Le Titre IV du Livre III du code de commerce qu’il est projeté d’insérer annonce un nouvel article L.340-1, dont le I° est relatif à la notion de la « convention d’affiliation », qui constitue un instrument juridique totalement nouveau puisqu’aucune définition juridique n’en était jusqu’à présent donnée, du moins par le législateur.
En l’état, compte tenu d’un amendement (n°485) adopté le 5 juillet 2011, l’article L.340-1-I du code de commerce est désormais rédigé comme suit :
« Est considérée comme une convention d’affiliation un contrat, conclu entre une personne physique ou morale de droit privé réunissant des commerçants, autre que celles mentionnées aux chapitres V et VI du titre II du livre Ier, ou mettant à disposition des services mentionnés au premier alinéa de l’article L. 330-3, et toute personne exploitant pour son compte ou pour le compte d’un tiers au moins un magasin de commerce de détail à dominante alimentaire. Conclue en sus de tout autre contrat pouvant exister par ailleurs entre les parties, la convention d’affiliation comprend les informations relatives aux engagements des parties susceptibles de limiter la liberté d’exercice par cet exploitant de son activité de commerçant. » (Nous soulignons).
Trois remarques s’imposent.
En premier lieu, cette définition est très générale. Elle vise toute forme de relation contractuelle, toute forme de réseau, sans distinction. Sa vocation est donc générale.

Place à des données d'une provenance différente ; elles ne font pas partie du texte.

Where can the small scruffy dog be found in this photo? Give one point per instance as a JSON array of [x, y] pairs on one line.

En deuxième lieu, comme le soulignent l’exposé sommaire d’un amendement du rapporteur (n°485) et les discussions ayant précédé son adoption, la convention d’affiliation ne se substitue ni aux contrats pouvant être par ailleurs conclus (contrat d’approvisionnement, contrat d’enseigne, etc.), ni aux liens d’autre nature éventuellement noués au sein du groupe (sous forme de contrat, de coopérative, d’association, ou même de société civile ou commerciale, etc.). L’amendement du rapporteur est utile, dès lors que la lecture du projet de loi d’origine pouvait donner le sentiment contraire.

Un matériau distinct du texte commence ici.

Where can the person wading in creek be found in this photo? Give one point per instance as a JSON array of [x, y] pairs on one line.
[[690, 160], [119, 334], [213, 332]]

En troisième lieu, la notion de « commerce de détail à dominante alimentaire » est précisée à l’article L.340-2 du code de commerce, commenté dans notre point II ci-après.
II. Caractère « obligatoire » de la convention d’affiliation
En l’état, à peine modifié par amendement (n°485) adopté le 5 juillet 2011, l’article L. 340-2 du code de commerce rend « obligatoire » la convention d’affiliation telle que définie ci-dessus, lorsque deux conditions sont réunies :
– « l’exploitant gère au moins un magasin de commerce de détail, tel que visé à l’article L. 430-2, en libre-service » (nous soulignons) ;
– le chiffre d’affaires hors taxes, hors carburant, de ce magasin de commerce de détail « provient pour plus du tiers de la vente de produits alimentaires » (nous soulignons).
Il est précisé en outre qu’« un décret, pris après avis de l’Autorité de la concurrence, définit, en tant que de besoin, les secteurs d’activité pour lesquels et les seuils de surface et de chiffre d’affaires en deçà desquels il pourra être dérogé à cette obligation » (nous soulignons). Si le texte d’origine a été très peu modifié sur ce point, trois remarques s’imposent également.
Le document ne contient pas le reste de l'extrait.